Боже, как истово она говорила, как исступленно выкрикнула эти последние слова! Не знаю, кто именно их услышал еще, знаю лишь, что не только я и отец. Или это крик, рванувшийся из самых глубин материнской души, может оказаться наделенным такою страшною силой?
Спасибо тебе, мама. Это я без капли сарказма: ты-то не знала, чем может вывернуться отчаянное твое пожелание…
* * *— Что с тобой, парень?
Это старик — тот, что клевал носом на лавочке. Он уже рядом, нагнулся надо мной, теребит за плечо:
— Что, скрутило? До вестибюля дойти сможешь?
— Не надо, — я поднялся с корточек. — Все в порядке, просто задумался.
— И правильно, — одобрил старик. — Задуматься каждому есть над чем. Вот у меня…
— Извините, я тороплюсь. До свидания.
Старец что-то обиженно пробубнил мне в след. Ну и пускай себе обижается. Не до него.
Скоро мне станет вообще не до всего — если врач не ошибся, то через полгода максимум. Странно, почему я не радуюсь? Ведь мечтал же, молился об этом — то Богу, то дьяволу, то вообще невесть кому. Сам, правда, так и не решился прекратить все однажды и навсегда. Ну не поднимается у меня рука на себя любимого. Зато поднималась на других. Многажды. В переносном, конечно, смысле и не предумышленно, а как бы само собою все получалось, даже против моей воли. И всякий раз по-разному. Но всегда с одинаковым результатом.
И всякий упомянутый раз я потом выл, рыдал, умолял: не могу больше, не хочу жить так, такой ценой! А повыв, успокаивался.

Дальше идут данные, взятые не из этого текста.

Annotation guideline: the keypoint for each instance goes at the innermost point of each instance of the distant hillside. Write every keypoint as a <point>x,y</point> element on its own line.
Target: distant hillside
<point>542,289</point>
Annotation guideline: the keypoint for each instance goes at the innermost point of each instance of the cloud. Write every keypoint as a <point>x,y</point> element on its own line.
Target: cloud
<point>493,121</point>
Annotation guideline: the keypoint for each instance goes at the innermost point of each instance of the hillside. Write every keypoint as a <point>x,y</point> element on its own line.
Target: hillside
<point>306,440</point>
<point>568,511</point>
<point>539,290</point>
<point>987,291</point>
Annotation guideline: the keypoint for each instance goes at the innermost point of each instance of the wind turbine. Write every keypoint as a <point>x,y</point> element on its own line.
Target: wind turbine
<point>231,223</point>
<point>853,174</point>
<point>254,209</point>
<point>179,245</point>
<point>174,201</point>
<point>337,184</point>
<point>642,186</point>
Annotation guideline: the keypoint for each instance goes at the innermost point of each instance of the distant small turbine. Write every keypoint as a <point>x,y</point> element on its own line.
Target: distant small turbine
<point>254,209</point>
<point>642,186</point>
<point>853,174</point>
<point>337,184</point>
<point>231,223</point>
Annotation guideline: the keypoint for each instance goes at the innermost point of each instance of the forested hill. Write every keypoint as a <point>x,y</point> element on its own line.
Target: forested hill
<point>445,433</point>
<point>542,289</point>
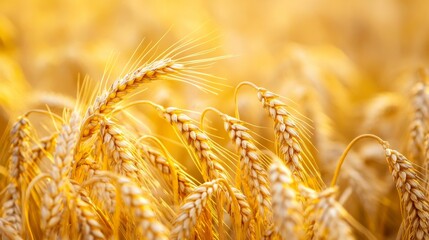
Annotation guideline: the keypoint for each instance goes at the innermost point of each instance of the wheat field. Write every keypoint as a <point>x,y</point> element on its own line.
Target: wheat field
<point>214,119</point>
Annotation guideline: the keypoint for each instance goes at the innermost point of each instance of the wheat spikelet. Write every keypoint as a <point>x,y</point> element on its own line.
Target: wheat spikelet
<point>89,224</point>
<point>288,212</point>
<point>324,217</point>
<point>250,164</point>
<point>133,199</point>
<point>191,209</point>
<point>413,199</point>
<point>106,102</point>
<point>197,139</point>
<point>19,159</point>
<point>286,132</point>
<point>43,148</point>
<point>20,148</point>
<point>160,161</point>
<point>53,202</point>
<point>124,158</point>
<point>243,206</point>
<point>8,231</point>
<point>103,192</point>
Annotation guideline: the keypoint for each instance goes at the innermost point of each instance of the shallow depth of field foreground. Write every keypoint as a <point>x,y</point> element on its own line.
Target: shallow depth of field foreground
<point>214,119</point>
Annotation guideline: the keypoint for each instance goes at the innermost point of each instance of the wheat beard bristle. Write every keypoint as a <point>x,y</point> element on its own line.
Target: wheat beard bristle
<point>106,102</point>
<point>252,169</point>
<point>191,210</point>
<point>19,159</point>
<point>53,202</point>
<point>286,132</point>
<point>323,217</point>
<point>198,140</point>
<point>159,161</point>
<point>122,153</point>
<point>413,197</point>
<point>288,212</point>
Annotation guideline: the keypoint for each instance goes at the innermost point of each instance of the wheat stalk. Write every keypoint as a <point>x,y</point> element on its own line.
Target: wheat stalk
<point>250,164</point>
<point>191,209</point>
<point>54,201</point>
<point>197,140</point>
<point>90,227</point>
<point>415,207</point>
<point>123,154</point>
<point>324,217</point>
<point>160,161</point>
<point>286,132</point>
<point>288,211</point>
<point>418,128</point>
<point>133,198</point>
<point>19,159</point>
<point>107,101</point>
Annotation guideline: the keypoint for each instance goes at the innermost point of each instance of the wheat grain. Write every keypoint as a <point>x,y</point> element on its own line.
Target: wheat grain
<point>198,140</point>
<point>90,227</point>
<point>286,132</point>
<point>413,199</point>
<point>133,198</point>
<point>106,102</point>
<point>123,154</point>
<point>19,158</point>
<point>250,164</point>
<point>324,217</point>
<point>191,209</point>
<point>288,212</point>
<point>418,127</point>
<point>54,201</point>
<point>160,161</point>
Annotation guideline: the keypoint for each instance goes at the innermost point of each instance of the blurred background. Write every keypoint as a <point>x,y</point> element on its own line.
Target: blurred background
<point>348,66</point>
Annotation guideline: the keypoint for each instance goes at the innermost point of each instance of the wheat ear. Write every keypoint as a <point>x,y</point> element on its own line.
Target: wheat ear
<point>8,231</point>
<point>19,158</point>
<point>107,101</point>
<point>197,140</point>
<point>123,154</point>
<point>90,227</point>
<point>133,199</point>
<point>250,164</point>
<point>54,201</point>
<point>286,132</point>
<point>288,211</point>
<point>160,161</point>
<point>191,209</point>
<point>323,216</point>
<point>414,201</point>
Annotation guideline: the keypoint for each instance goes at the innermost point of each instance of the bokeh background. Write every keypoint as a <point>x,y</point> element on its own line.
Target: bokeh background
<point>348,66</point>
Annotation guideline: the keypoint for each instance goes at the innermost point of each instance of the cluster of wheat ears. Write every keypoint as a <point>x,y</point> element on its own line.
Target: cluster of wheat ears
<point>96,178</point>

Привыкал — ненавидеть себя и жить, ненавидя. Постепенно ненависть притуплялась, приедалась, тонула в истовом (и тоже привычном уже) самогипнозе: вот пускай только еще раз выпадет случай, и уж тогда-то я наверняка, распронепременно… нет, конечно, не искуплю все предыдущее — такое ведь искупить невозможно! — но и ни под каким видом никоим образом больше не…
Случай выпадал.
И все повторялось — будто само собой, будто и не по моей воле. Ох, как же хотелось мне уверовать в эти «будто»!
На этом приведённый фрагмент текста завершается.